Opinión

Uno de nosotros

Brigitte Colmán Por Brigitte Colmán

Óscar González Daher no era una persona cualquiera, era un árbol que daba frutos, de acuerdo con la analogía que una vez hizo un candidato a la presidencia de la República que al final no pudo ganar unas elecciones.

González Daher había nacido en la República de Luque, en el año 1953, e inició tempranamente su carrera en el campo futbolero, el cual posteriormente abandonó para meterse de lleno al lodazal político.

Como corresponde al currículum de todo buen colorado, digno heredero del centauro de Ybycuí, comenzó siendo presidente del Centro de Estudiantes de Derecho y Notariado de la Universidad Nacional de Asunción, y después de eso vino la presidencia de la Juventud Colorada de Luque.

El gran salto lo dio cuando fue electo diputado.

Primero fue presidente de la Cámara de Diputados, y después del Jurado de Enjuiciamiento de Magistrados, institución donde supo amasar poder y una influencia absoluta en la Justicia.

Óscar González Daher ocupó una banca en la Cámara de Senadores por 20 largos años, y finalmente fue expulsado por sus pares en el año 2017.

Pero mucho antes, en el año 2010, una investigación de Última Hora y Telefuturo reveló una millonaria evasión impositiva por parte del entonces presidente del Congreso, Óscar González Daher, y su empresa Príncipe de Savoia.

La investigación comprobó que 65 inmuebles del entonces senador colorado evadían impuestos inmobiliarios en Luque, gracias a la adulteración de datos en el sistema informático de la Municipalidad.

Por poner un ejemplo, fueron encontrados edificios de dos plantas situados en pleno centro de Luque, que pagaban ínfimas sumas en impuestos porque figuraban como terrenos baldíos y ubicados en zonas rurales. De hecho que la quinta de González Daher figuraba con una superficie 10 veces menor.

En aquel momento de la publicación de la investigación existía la presunción de que las propiedades fueron obtenidas a través de la usura; pero ninguna de las víctimas se animaba a hablar, pues conocían bien el poder que tenía el clan de los González Daher.

Al final, por este caso, solamente fue procesado un funcionario de Informática de la Municipalidad, Tomás Vargas, quien vivía en una humilde residencia.

La Justicia tardó un poco en llegar, y antes de que un infarto le diera impunidad absoluta, regresamos al año 2017, cuando en el mes de diciembre salen a luz unos audios de conversaciones telefónicas que pusieron en evidencia sus operaciones ilegales de tráfico de influencias, las cuales ejercía como presidente del Jurado de Enjuiciamiento de Magistrados. Nada más y nada menos.

Por este caso de los audios, pese a lo explícito y obsceno que resultó escuchar cómo jugaban con la Justicia, apenas le dieron una condena de dos años. Ni siquiera fue a la cárcel. Pero ya entonces todo el mundo supo del poder que concentraba, a pesar incluso de haber sido expulsado del Congreso, en diciembre de 2019, junto con el ex fiscal general del Estado Javier Díaz Verón, fue declarado como “significativamente corrupto” por el Gobierno de Estados Unidos, país que de paso le prohibió la entrada de por vida a él, su esposa y sus hijos. Así fue como el árbol se quedó sin visa.

Al final, un tribunal de sentencia lo condenó a González Daher y a su hijo Óscar González Chaves a 7 y 8 años de prisión, respectivamente, por diferentes hechos de corrupción.

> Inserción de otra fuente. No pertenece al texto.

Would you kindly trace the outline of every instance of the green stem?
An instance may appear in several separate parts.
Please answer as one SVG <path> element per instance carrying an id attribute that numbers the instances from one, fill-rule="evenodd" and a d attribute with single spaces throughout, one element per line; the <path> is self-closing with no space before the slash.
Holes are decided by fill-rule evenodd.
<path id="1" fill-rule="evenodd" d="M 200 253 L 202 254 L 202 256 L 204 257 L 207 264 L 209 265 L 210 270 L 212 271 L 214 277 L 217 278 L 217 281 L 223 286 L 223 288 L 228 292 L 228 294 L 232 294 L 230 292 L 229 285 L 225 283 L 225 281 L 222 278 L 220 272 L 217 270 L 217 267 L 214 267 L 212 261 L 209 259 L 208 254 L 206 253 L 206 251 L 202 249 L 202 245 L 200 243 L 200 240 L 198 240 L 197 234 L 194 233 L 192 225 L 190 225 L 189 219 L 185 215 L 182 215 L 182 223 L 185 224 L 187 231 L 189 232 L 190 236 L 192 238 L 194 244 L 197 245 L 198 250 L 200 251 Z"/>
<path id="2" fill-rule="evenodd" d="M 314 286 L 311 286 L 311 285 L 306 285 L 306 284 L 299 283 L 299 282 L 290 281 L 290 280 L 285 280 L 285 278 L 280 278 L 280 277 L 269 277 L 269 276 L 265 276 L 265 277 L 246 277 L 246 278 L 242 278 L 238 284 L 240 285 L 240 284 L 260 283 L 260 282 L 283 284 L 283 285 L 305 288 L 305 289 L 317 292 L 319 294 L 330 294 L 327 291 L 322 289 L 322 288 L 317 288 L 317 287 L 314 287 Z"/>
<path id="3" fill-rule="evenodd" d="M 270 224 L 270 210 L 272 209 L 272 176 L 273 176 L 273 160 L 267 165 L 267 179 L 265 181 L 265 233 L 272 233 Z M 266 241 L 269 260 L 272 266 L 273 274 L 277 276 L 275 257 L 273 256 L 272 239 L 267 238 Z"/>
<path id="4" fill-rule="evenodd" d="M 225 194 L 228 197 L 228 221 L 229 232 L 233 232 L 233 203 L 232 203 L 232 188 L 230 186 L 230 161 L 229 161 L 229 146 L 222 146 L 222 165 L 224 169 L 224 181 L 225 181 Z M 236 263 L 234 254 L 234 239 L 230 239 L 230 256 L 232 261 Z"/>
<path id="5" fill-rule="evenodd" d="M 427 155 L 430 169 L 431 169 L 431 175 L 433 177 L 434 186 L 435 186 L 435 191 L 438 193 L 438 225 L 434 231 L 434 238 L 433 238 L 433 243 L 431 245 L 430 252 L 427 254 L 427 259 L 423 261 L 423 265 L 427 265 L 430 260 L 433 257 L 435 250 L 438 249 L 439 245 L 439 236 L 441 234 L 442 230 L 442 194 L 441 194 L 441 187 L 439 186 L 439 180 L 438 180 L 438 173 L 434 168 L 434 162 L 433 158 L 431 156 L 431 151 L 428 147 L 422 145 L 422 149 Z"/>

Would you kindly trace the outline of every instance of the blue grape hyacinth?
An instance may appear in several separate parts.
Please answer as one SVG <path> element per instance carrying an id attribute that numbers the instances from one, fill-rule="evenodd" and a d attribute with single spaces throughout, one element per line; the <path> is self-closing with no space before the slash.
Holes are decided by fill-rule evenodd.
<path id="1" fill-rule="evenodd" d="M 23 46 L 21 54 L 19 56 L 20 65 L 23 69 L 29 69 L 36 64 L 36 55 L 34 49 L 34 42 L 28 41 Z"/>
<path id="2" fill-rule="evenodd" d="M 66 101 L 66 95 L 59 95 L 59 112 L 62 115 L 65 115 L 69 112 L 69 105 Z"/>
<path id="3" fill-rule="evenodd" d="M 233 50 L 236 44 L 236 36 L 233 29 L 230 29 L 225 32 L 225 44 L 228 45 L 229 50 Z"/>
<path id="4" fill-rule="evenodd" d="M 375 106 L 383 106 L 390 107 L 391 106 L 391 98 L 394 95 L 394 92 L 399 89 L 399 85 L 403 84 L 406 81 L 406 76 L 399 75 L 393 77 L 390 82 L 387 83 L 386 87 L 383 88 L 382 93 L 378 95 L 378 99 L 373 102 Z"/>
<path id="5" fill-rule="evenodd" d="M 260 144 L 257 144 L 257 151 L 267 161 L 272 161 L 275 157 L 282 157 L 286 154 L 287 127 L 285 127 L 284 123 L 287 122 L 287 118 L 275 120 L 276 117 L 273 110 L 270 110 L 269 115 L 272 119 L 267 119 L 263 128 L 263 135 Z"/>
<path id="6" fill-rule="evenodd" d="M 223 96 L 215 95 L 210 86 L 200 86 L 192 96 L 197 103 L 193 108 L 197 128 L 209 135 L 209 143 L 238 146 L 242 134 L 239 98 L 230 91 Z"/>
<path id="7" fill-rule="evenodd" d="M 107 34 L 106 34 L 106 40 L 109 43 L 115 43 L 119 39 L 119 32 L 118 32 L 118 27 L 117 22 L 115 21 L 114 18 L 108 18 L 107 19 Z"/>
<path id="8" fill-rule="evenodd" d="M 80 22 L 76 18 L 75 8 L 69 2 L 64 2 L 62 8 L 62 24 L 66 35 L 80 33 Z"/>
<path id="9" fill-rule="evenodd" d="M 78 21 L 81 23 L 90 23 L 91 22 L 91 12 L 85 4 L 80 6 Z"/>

El día de la muerte de Óscar González Daher la ANR declaró tres días de duelo partidario; durante el duelo partidario la bandera del Partido Colorado permaneció izada a media asta y se le rindieron honores. Totalmente comprensible dado que la ANR hasta hoy venera al dictador Stroessner como una de sus más importantes figuras.

Óscar González Daher no era uno de nosotros, era uno de ellos.